Выбрать главу

Джордж сказал:

- Бедный малый, ему не хватает движения. Тебе бы взять да прогу­ляться с ним вместе. В лавке шорника я видел синий кожаный ошейник и поводок, можешь купить.                                                                     ~

- У меня же денег нету.

- Нет - так заработай! - Джордж засмеялся, будто эта счастливая мысль только что пришла ему в голову. - Знаешь что: съешь вот эту гру­шу, и я дам тебе два пенса.

Груша была совсем маленькая, желтая, и снизу, где толще, чуть крас­ная. Джордж продолжал:

- Можем согласовать цены. За грушу - два пенса, три - за стакан молока. Полный обед - шесть пенсов. Впрочем, это не сразу, а то забо­леешь. Когда человек поголодает, у него все кишки ссыхаются.

Она съела ту грушу, и Джордж выдал ей два новеньких блестящих пенни. На другой день она съела еще грушу, выпила стакан молока с гла­зурованной булочкой - все это составило семь пенсов. Потом и пообедала, и Джордж выплатил ей восемь пенсов, поскольку она съела пудинг и по­просила добавки. К тому моменту, когда она заработала достаточно, чтобы купить ошейник, она снова чувствовала обычный голод и ела уже бес­платно, потому что Джордж, как выяснилось, потратился до гроша. Ошей­ник оказался щенку в самый раз, хотя поначалу он этот поводок вознена­видел и упирался передними лапами, когда Полл выводила его на про­гулку. Но она действовала лаской и уговором, и вскоре он уже несся впе­реди и тянул ее за собой, так что она еле поспевала.

- Глупый пес, - ворчала она на него, - ну неужели ты не можешь вести себя разумно и шагать рядом, как старина Джонни.

Мама ей напомнила:

- У свиней больше мозгов, чем у собак, я же тебе говорила.

Она робко поглядывала на Полл. И вообще после смерти Джонни она не знала, как с ней держаться, будто чувствовала себя виноватой, боялась, что Полл никогда ее не простит. От этого Полл тоже было неловко и со­вестно, будто это о н а в чем-то провинилась. Ей хотелось что-то такое ска­зать маме, чтобы ее утешить, притом сказать не про Джонни, а про другое, иное. Ведь она знала нечто гораздо более серьезное, а мама не знала. Во-­первых, папа их бросил. А еще настанет один такой прекрасный день, ког­да они все вырастут и тоже от нее уедут и она останется совсем одна. Бывали моменты, когда мама казалась особенно счастливой, мыла посуду и распевала или смеялась над какой-нибудь шуткой Джорджа, и тогда сердце Полл сжималось от боли при мысли, как одиноко и грустно будет маме когда-нибудь. Ей тогда хотелось обнять маму, прижать ее покреп­че, но Полл этого не делала.

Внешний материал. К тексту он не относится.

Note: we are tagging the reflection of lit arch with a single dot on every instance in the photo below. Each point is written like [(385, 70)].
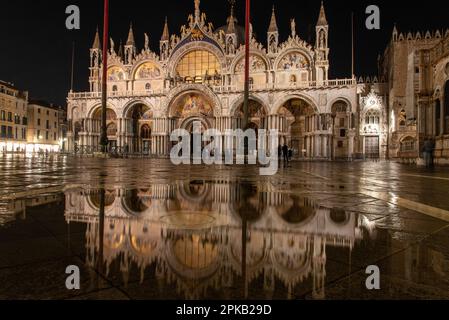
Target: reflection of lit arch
[(297, 211), (195, 191), (292, 265), (339, 216), (257, 252), (133, 204), (94, 199), (192, 257)]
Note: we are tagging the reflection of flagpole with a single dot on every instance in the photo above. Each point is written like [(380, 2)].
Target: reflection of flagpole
[(247, 42), (104, 138)]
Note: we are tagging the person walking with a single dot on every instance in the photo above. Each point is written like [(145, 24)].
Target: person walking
[(427, 152)]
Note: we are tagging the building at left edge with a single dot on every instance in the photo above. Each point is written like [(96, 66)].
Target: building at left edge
[(28, 126)]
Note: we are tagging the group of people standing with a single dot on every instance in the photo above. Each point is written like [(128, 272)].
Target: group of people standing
[(286, 153), (428, 150)]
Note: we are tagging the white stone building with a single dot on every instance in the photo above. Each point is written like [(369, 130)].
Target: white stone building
[(198, 75)]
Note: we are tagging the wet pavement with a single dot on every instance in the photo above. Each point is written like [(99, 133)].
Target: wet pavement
[(145, 229)]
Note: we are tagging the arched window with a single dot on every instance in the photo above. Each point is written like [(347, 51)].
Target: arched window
[(198, 63), (145, 132), (372, 117), (408, 145), (293, 79), (112, 130)]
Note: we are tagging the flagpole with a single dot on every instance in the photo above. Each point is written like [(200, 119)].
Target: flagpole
[(73, 67), (104, 97), (352, 44), (247, 43)]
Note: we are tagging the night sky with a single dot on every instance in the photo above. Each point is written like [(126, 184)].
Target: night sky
[(36, 47)]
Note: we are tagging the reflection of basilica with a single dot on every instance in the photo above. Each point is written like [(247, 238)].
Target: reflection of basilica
[(192, 234)]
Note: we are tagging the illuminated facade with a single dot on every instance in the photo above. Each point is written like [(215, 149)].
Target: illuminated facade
[(43, 127), (13, 118), (417, 68), (198, 75)]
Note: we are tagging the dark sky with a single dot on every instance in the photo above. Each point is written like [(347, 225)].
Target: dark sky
[(36, 47)]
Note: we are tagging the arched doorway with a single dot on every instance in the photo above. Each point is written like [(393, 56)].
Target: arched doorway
[(257, 120), (340, 128), (190, 126), (371, 132), (189, 108), (257, 114), (139, 117), (145, 135), (297, 117), (111, 127)]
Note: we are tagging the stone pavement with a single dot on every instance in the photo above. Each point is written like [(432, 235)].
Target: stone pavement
[(176, 232)]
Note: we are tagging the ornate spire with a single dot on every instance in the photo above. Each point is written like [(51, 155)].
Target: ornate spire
[(165, 33), (96, 44), (231, 20), (121, 51), (273, 24), (322, 21), (130, 41), (197, 10)]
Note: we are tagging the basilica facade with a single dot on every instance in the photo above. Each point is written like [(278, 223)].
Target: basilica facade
[(198, 75)]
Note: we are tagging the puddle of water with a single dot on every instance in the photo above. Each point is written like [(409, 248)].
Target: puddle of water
[(202, 235)]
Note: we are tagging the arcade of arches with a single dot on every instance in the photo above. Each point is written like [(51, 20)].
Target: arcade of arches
[(309, 134)]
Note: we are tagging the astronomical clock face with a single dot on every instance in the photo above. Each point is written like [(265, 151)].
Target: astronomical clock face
[(255, 64), (372, 100), (115, 74), (148, 71), (293, 61)]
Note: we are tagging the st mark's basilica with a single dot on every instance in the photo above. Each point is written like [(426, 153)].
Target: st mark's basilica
[(198, 75)]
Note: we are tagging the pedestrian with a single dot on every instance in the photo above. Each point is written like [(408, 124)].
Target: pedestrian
[(427, 152)]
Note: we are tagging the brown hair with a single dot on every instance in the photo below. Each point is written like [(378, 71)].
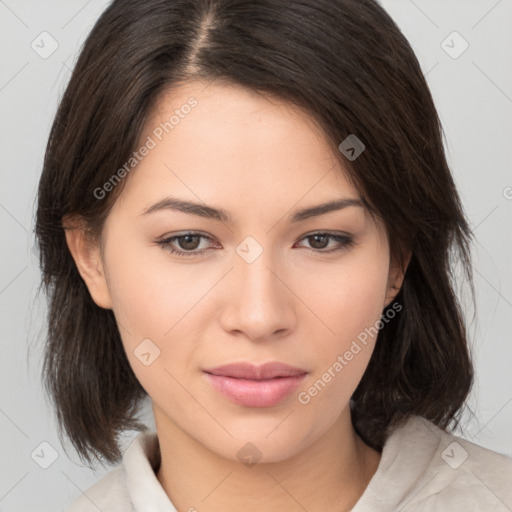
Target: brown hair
[(349, 66)]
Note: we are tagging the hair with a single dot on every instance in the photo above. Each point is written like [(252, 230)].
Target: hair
[(348, 65)]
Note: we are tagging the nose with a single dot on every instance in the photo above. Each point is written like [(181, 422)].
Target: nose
[(258, 302)]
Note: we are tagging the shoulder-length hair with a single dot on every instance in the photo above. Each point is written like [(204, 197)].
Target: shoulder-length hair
[(350, 67)]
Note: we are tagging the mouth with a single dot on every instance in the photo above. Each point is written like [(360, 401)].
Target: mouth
[(255, 386)]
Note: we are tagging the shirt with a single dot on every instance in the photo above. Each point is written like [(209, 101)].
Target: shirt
[(422, 469)]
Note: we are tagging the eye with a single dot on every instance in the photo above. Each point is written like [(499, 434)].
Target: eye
[(189, 243), (319, 241)]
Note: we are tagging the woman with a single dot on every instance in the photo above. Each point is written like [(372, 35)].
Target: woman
[(246, 214)]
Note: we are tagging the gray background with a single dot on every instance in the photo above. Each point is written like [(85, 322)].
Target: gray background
[(473, 94)]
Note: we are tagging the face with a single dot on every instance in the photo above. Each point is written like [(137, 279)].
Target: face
[(258, 284)]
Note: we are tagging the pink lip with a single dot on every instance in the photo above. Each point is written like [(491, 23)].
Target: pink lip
[(255, 386)]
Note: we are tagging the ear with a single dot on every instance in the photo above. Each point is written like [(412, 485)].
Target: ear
[(87, 255), (395, 278)]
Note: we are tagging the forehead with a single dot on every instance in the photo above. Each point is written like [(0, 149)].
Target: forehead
[(226, 145)]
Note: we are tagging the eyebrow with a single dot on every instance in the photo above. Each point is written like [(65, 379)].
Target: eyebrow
[(209, 212)]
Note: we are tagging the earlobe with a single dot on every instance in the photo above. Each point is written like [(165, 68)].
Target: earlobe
[(87, 256), (395, 279)]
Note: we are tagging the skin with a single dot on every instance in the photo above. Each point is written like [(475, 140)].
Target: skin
[(260, 160)]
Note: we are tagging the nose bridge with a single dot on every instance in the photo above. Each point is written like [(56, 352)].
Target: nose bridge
[(259, 302)]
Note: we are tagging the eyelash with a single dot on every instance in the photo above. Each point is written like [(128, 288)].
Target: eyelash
[(346, 242)]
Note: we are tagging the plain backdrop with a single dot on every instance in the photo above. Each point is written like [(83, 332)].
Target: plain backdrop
[(472, 88)]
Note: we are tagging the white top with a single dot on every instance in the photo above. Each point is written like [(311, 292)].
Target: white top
[(422, 469)]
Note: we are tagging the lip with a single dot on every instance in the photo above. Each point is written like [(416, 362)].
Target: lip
[(255, 386)]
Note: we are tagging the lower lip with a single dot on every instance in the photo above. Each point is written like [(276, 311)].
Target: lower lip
[(255, 393)]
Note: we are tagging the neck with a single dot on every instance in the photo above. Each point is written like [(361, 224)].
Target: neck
[(329, 476)]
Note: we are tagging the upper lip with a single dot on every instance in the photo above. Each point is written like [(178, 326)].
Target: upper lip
[(255, 372)]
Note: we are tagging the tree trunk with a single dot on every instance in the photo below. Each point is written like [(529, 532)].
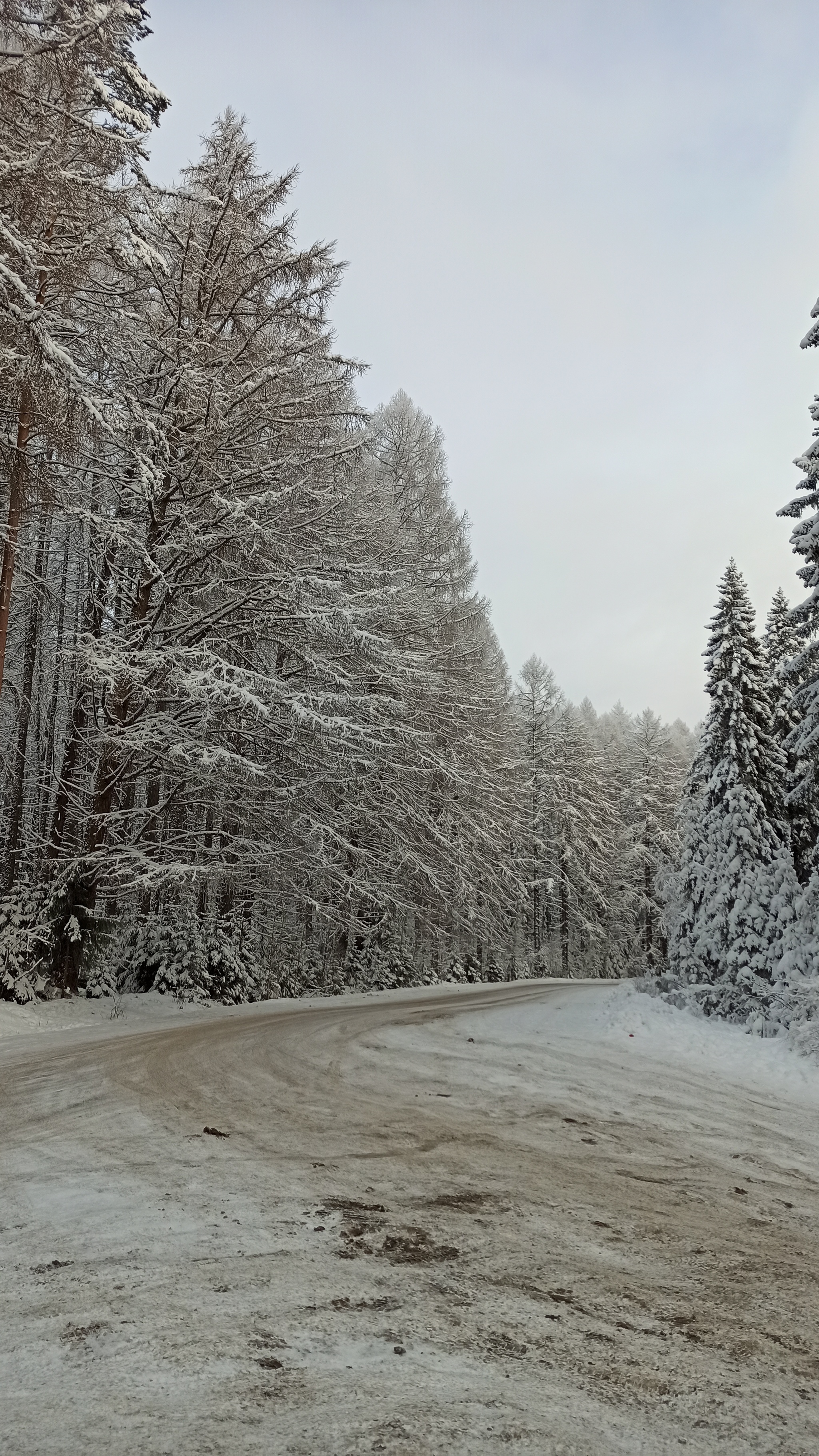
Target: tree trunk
[(649, 918), (16, 494), (52, 724), (24, 718), (563, 918)]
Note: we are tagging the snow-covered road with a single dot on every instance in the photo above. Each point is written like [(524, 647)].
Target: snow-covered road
[(537, 1216)]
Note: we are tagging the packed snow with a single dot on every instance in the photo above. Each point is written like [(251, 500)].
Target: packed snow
[(566, 1218)]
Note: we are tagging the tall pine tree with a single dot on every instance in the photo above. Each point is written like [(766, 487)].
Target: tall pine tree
[(731, 895)]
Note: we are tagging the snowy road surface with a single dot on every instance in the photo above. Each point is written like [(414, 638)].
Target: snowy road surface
[(534, 1218)]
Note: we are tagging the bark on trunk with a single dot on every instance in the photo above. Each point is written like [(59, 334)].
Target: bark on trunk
[(24, 718), (16, 496)]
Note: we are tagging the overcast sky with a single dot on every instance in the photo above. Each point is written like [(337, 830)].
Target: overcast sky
[(585, 238)]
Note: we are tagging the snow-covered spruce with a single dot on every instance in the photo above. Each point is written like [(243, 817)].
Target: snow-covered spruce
[(731, 900)]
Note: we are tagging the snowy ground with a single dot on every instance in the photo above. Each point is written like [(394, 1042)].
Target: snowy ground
[(532, 1218)]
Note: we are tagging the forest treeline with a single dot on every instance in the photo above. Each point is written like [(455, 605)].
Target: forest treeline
[(258, 734)]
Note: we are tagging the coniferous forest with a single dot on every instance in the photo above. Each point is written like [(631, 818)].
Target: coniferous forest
[(258, 734)]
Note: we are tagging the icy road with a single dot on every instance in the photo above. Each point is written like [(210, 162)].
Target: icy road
[(534, 1218)]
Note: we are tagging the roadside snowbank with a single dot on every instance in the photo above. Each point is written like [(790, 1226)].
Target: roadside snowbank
[(647, 1027)]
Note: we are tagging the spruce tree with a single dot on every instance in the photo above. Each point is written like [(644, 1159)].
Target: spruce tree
[(782, 646), (729, 899)]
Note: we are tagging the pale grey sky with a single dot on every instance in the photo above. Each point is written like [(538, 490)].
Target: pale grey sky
[(585, 236)]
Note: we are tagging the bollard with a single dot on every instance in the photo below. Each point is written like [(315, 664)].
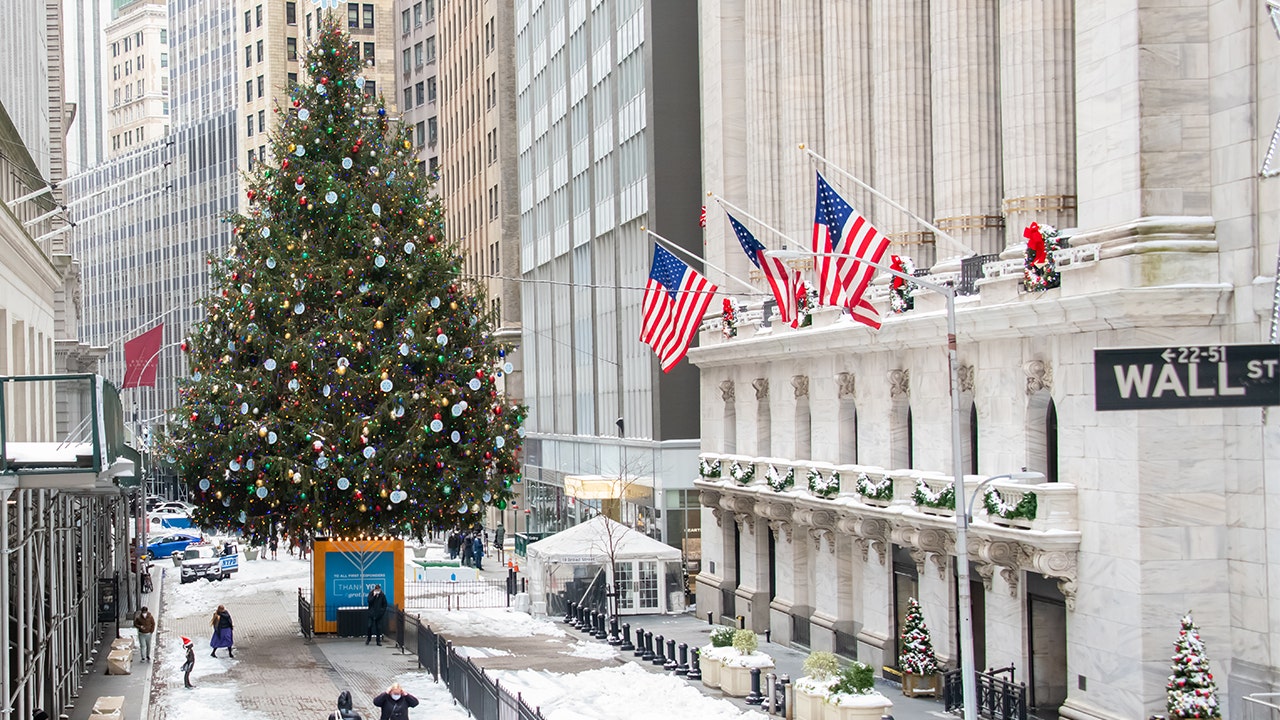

Мама, конечно, скажет: «Ба, с чего это тывдруг?!» А Полл не сможет рассказать ей все, что знает. Так же как ма­ма знала заранее, что будет с Джонни, а рассказать не могла. Да, если ты любишь человека, то самое печальное ты ему не расскажешь, а ута­ишь.

- А помнишь, - сказала Полл, - как ты посадила Джонни в эту пив­ную кружку? Какой он был смешной тогда!

Мама рассмеялась, будто какая-то тяжесть спала с ее души, и потрогала дочкину щеку пальцем, исколотым и шершавым от шитья.

На аллее, что за церковью, созрели грецкие орехи. Всю неделю одна старушка сторожила там и гоняла мальчишек, но по воскресным дням она сидела дома; поэтому после церковной службы все ребята старались по­отстать от мам, от теток и уж набивали карманы, когда никто не глядел.

Лили сказала:

- Папа любит орехи, надо припасти и для него. Вот бы ему поспеть к тому дню, когда мы выпустим наш школьный спектакль. О, я так на­деюсь, что он сумеет меня посмотреть! В чем дело, Полл, к чему ты кор­чишь такие гримасы?

- Я не корчу.

- Нет, корчишь.

- Да нет же!

Лили сказала уже со злостью:

- Может, ты хочешь сказать, что меня и смотреть не стоит?

- Ничего подобного!

Но именно это она имела в виду отчасти. Полл вдруг подумала, что вот все они глядят в будущее и все время ждут каких-то чудес, которых не будет никогда. Лили глядит и видит, как она станет знаменитой артист­кой, мама надеется дождаться папу домой, Тео - вырасти не каким-то там чудаком одиноким, а нормальным взрослым человеком, у которого друзья. И папа тоже глядит и надеется - разбогатеть...

Она почувствовала, что не надо ей заглядывать дальше, опасно. Вы­ходит, что единственное верное счастье - только то, что уже было и прошло.

Ей сразу стало холодно. Она будто окаменела.